One major issue this resolves is the opposed check mechanic. Sometimes in D&D, you may find yourself grappling with an orc. In the simplest resolution of this, you'd just make an opposed STR check; you roll a d20 and the orc rolls a d20, add the modifiers to the respective rolls, meet or beat the orc's roll. While this maybe has the feel of a battle of strength, it's actually identical to a base DC of 10 (

proven mathematically here), plus your mods and minus the orc's mods, in terms of probability. If you are at +2 on your STR and the orc is at +3, then it's just

d20 + 2 - 3 >= 10.

It turns all opposed rolls into static DCs. You could replace opposed rolling with a constant DC and get the same statistical results.

In the TD system, roll a die corresponding to where you are in the dice chain. In the example of a player at +2 and orc at +3, you roll a d8 and the orc a d10, meet or beat the orc. Here an opposed roll is central to the mechanic, and you get a more immediate feel for the power mismatch between the player and the orc in terms of the physical dice being rolled. Imagine then a dragon rolling a d30 vs an average human's d6, or an advanced player rolling a d12 against a d4 mook.
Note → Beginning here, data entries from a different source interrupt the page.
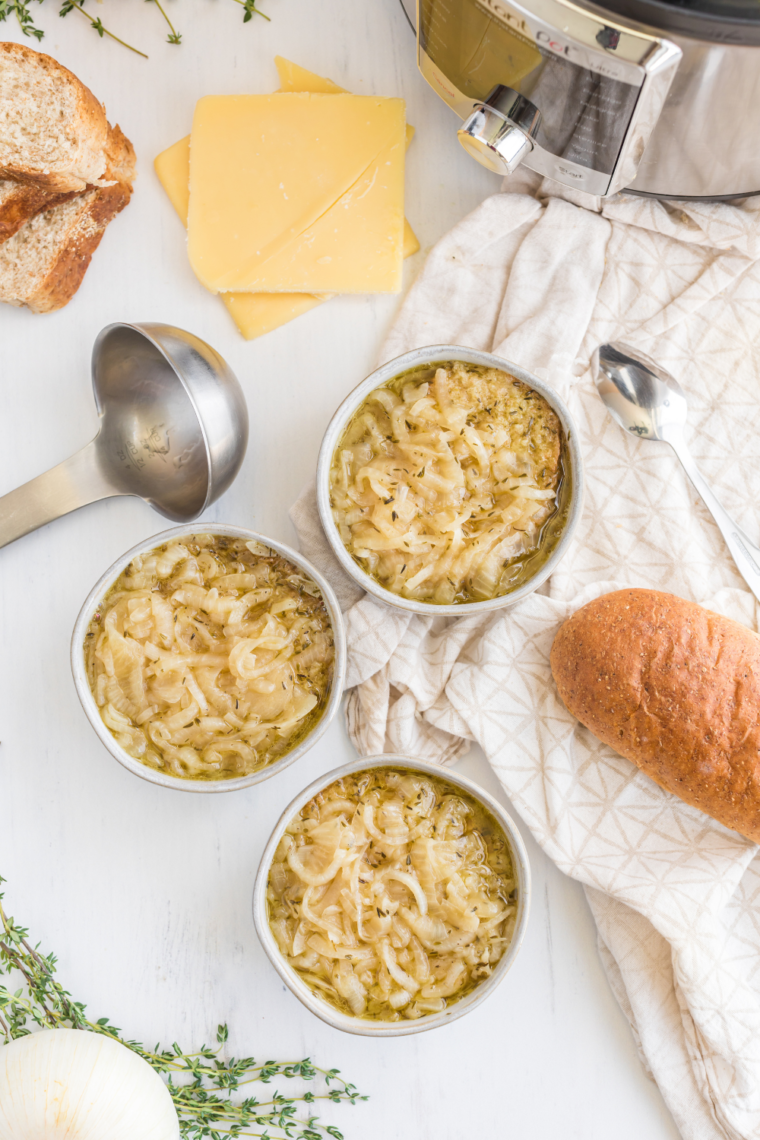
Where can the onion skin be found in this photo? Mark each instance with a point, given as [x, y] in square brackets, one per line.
[71, 1084]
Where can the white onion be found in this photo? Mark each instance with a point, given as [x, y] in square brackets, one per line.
[70, 1084]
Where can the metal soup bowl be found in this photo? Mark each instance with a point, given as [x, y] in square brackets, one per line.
[94, 601]
[295, 983]
[433, 355]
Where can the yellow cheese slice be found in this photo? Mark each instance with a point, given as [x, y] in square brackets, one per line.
[254, 314]
[274, 174]
[293, 78]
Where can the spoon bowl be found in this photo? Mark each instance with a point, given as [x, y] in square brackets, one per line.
[173, 431]
[645, 399]
[639, 396]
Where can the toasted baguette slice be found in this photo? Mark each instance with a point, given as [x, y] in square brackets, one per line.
[52, 129]
[43, 263]
[21, 202]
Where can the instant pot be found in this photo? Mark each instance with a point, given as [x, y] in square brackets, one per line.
[654, 97]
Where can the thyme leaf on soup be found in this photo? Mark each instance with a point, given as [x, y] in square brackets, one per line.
[471, 461]
[210, 657]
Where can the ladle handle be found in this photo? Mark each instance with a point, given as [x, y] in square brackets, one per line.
[71, 485]
[746, 555]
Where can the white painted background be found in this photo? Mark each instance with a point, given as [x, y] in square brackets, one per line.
[144, 893]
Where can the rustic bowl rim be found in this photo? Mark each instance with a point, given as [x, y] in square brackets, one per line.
[87, 700]
[320, 1008]
[438, 353]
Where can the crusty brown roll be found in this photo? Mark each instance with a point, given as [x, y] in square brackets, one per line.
[675, 689]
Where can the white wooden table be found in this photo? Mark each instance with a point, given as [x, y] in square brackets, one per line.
[145, 894]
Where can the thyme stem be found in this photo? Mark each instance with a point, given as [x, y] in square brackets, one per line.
[174, 37]
[98, 25]
[202, 1084]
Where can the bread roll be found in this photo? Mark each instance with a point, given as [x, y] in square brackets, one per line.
[675, 689]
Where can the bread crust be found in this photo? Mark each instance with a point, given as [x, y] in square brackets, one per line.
[99, 205]
[88, 163]
[67, 273]
[21, 202]
[673, 687]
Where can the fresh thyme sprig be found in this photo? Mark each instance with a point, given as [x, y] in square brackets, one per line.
[22, 10]
[202, 1084]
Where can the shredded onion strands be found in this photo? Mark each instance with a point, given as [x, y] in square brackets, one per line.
[210, 658]
[444, 481]
[392, 895]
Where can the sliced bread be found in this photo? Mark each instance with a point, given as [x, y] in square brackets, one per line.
[43, 263]
[52, 129]
[21, 202]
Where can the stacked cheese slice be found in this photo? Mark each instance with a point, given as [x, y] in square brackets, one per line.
[293, 197]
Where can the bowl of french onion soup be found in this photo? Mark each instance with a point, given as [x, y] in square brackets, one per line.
[209, 659]
[450, 480]
[392, 896]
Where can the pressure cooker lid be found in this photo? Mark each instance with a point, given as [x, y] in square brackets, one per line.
[717, 21]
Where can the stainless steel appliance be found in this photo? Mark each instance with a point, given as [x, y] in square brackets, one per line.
[656, 97]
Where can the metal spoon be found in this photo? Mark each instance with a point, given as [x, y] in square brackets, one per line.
[173, 430]
[646, 400]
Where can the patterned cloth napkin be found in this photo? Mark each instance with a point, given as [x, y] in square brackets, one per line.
[675, 895]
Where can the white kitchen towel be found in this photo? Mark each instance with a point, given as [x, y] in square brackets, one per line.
[675, 895]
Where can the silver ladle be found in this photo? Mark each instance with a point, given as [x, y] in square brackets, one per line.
[646, 400]
[173, 431]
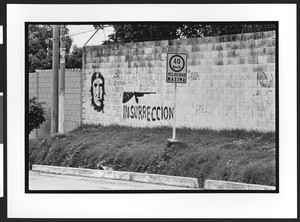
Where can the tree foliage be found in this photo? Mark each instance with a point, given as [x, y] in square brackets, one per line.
[40, 47]
[36, 115]
[74, 60]
[137, 32]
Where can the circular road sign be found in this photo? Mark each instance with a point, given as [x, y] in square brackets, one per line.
[176, 63]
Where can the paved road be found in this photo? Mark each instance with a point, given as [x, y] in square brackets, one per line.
[44, 181]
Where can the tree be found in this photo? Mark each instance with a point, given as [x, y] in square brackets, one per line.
[36, 115]
[138, 32]
[40, 46]
[74, 60]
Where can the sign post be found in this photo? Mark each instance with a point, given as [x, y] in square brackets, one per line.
[176, 73]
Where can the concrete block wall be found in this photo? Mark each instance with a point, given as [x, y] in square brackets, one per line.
[231, 82]
[40, 86]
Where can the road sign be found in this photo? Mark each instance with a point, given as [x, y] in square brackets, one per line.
[176, 68]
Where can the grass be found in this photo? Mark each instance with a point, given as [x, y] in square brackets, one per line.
[233, 155]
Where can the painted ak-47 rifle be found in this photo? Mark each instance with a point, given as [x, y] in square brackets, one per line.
[128, 95]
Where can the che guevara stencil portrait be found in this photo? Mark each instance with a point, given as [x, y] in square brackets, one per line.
[97, 91]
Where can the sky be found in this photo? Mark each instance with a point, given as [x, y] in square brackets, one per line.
[79, 38]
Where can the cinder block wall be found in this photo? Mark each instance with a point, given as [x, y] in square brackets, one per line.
[40, 86]
[231, 82]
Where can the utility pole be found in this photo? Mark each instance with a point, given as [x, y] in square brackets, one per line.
[61, 100]
[55, 64]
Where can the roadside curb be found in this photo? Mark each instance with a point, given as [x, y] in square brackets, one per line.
[120, 175]
[227, 185]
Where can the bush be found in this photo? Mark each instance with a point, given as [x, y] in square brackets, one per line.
[36, 115]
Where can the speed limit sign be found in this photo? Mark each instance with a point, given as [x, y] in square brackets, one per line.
[176, 68]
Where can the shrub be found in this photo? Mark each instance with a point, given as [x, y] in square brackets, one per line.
[36, 115]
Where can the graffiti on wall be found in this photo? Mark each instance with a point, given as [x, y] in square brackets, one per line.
[149, 113]
[264, 80]
[201, 110]
[97, 91]
[128, 95]
[262, 105]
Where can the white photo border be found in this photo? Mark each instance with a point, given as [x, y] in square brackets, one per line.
[181, 205]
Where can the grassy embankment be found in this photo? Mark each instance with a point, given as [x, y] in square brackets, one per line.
[233, 155]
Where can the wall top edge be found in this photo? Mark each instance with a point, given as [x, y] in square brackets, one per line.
[188, 41]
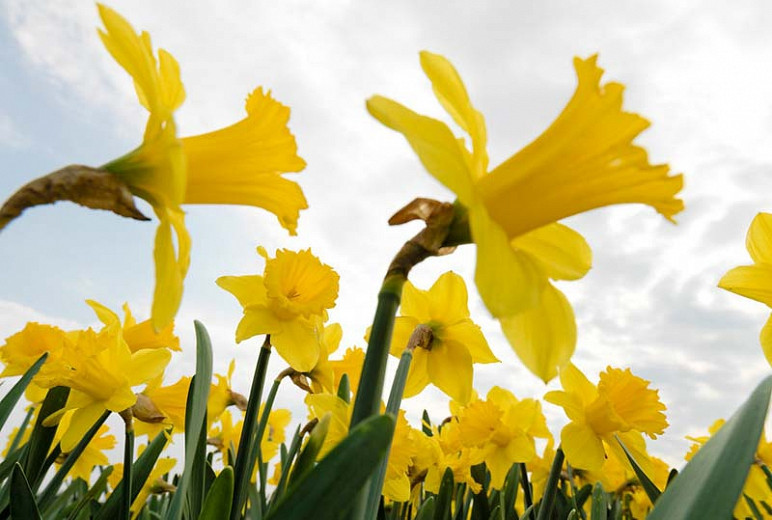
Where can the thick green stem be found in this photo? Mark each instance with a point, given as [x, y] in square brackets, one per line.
[128, 463]
[392, 407]
[368, 397]
[244, 461]
[551, 489]
[527, 497]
Another major advantage is that it tracks so well with the d20 system. In any game using the d20 system, you can just slide the target die system right in the d20 system's place without a lot of difficulty. If you use the TD system and want to have some particular check be a DC check instead, just slide that in there, keeping the same bonus. It converts almost instantly.

But there are a few major drawbacks to the target dice system.

One, you have to get all those dice. And they aren't very cheap. If you use a computer dice roller like Roll20 then this isn't even an issue: typing 1d48 will work just fine. But if you like the feeling of physically rolling, you'll have to buy more weird dice. I don't know if a GM should be opposed to owning more dice (who doesn't like newer, weirder dice?), but the availability is an issue, as is the money. Luckily, you can find the "off" dice in the dice chain (d3, d5, d7, 14, d16, d24, d30) from several sets offered by Koplow or Impact! miniatures intended for games like DCC RPG which use the dice chain already, usually for around $8 or $12 -- which is still expensive compared to the standards, but about the same as an adventure module.

Two, is that there is no way to make something impossible. Even if you had the ridiculous TD 120, with a d1 check die, there's a chance of success 1 in 120 times. I reported this earlier as a benefit, but maybe in some instances it's a drawback. Maybe you want that lock to be impossible to pick. Maybe you want that armor to be impossible to hit. There's also no way to make something guaranteed. Even if your PC rolls the ridiculous d120 against a TD2, you can fail 1 in 120 times. The swinginess of the system can be a cool and exciting way to mix things up, or it could topple tough challenges through sheer stupid luck of the draw.